Article 2 : Après avoir prêté serment, l'expert accomplira la mission définie à l'article 1er dans les conditions prévues par les articles R. 621-1 à R. 621-14 du code de justice administrative. Il ne pourra recourir à un sapiteur sans l'autorisation préalable du président du tribunal administratif.

Article 3 : L'expert déposera son rapport global par voie électronique au greffe du tribunal administratif, dans un délai de six mois. Un exemplaire de ce rapport global sera notifié par l'expert à la commune de Vias et la seule partie du rapport le concernant à chacun des défendeurs. Avec leur accord, cette notification peut s'opérer sous forme électronique. L'expert justifiera auprès du tribunal de la date de réception de son rapport par les parties.

Article 4 : Les conclusions de la SA Sud Etanchéité et de la SA Axa France Iard présentées au titre de l'article L. 76-1 du code de justice administrative sont rejetées.

Article 5 : Les frais de l'expertise seront mis à la charge de la ou des parties désignées dans l'ordonnance par laquelle le président du tribunal liquidera et taxera les frais et honoraires.

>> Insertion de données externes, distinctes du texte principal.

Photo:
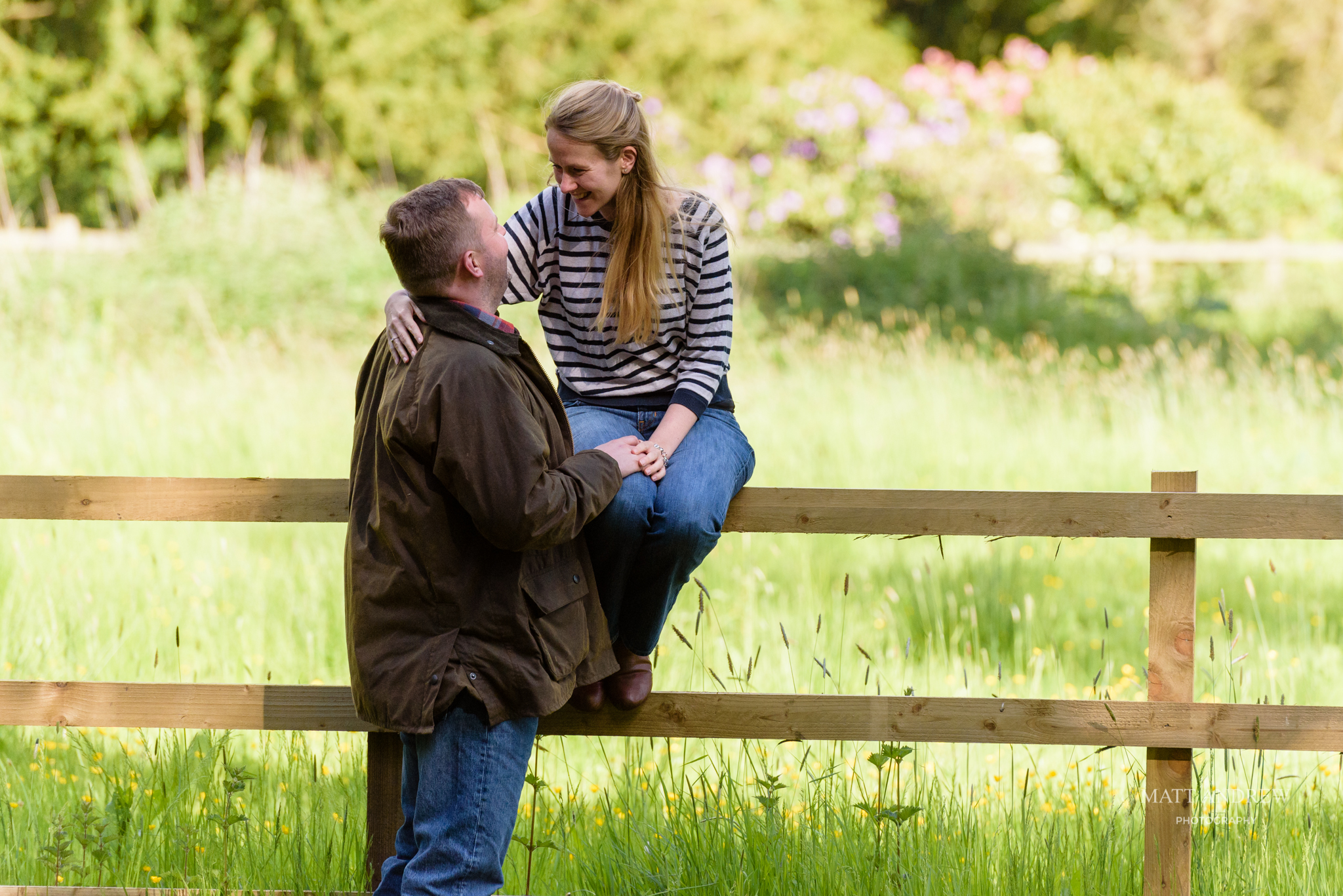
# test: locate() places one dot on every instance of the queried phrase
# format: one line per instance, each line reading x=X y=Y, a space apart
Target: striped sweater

Article 6 : La présente ordonnance sera notifiée à la commune de Vias, à la compagnie d'assurances SMA BTP, à la société par actions simplifiée Alpha Service, à la société par actions simplifiée à associé unique Bernard Brignon, à la société à responsabilité limitée Peytavin Claveau de Lima, à la société anonyme Sud Etanchéité, à la société anonyme Axa France Iard, à la société par actions simplifiée Landragin, à la Mutuelle des Architectes Français, à EURL Ingénierie Techniques Structures, à la Société Mutuelle d'Assurance du Bâtiment et des Travaux Publics, à la SAS d'Etanchéité du Midi JL Martin et à l'expert.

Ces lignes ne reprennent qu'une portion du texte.